# Welcome out newest MOD Smeysna!



## Kiko

Everybody welcome the newest MOD to the Ratforum Team!

Smeysna. I am sure she will do a great job.


----------



## Zhaneel

Congrats! I knew this would be happening before long.


----------



## Jaguar

*claps*

welcome


----------



## lilspaz68

Welcome!!!


----------



## Jaguar

also thought it should be noted that littlematchstick has stepped down from her global moderation position due to complications arising in real life. just wanna give her a big thanks for everything she's done and well wishes for the future


----------



## smesyna

Thanks guys! I'm very happy to be doing this.
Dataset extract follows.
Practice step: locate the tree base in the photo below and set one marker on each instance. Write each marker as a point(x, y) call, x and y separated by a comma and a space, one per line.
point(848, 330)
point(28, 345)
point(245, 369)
I second the thanks and well wishes for littlematchstick.


----------



## lilspaz68

Jaguar said:


> also thought it should be noted that littlematchstick has stepped down from her global moderation position due to complications arising in real life. just wanna give her a big thanks for everything she's done and well wishes for the future


Ahh poor Nikki, she's still a member though right?


----------



## Jaguar

of course


----------



## Alethea

Congrats! I knew that this would happen sooner or later! She is a great poster and always has the best advice.

And the same for LittleMatch, I didn't know her that well on the site, but I do want to wish her luck in hopes that things turn around in her life. Things can only go so far down, before they rise <3


----------



## smesyna

Aww thanks Aletron, it means a lot.


----------



## Persian_boy

Congrats! (obviously I'm new as its 2014 and the last post was 2011) lol. I already saw your posts in the spam section- nice work. Out of curiosity, do you need to know programming/code as one of the requirements to become a moderator?


----------



## abratforarat

Congratulations! I would like to know how to be a MOD too!


----------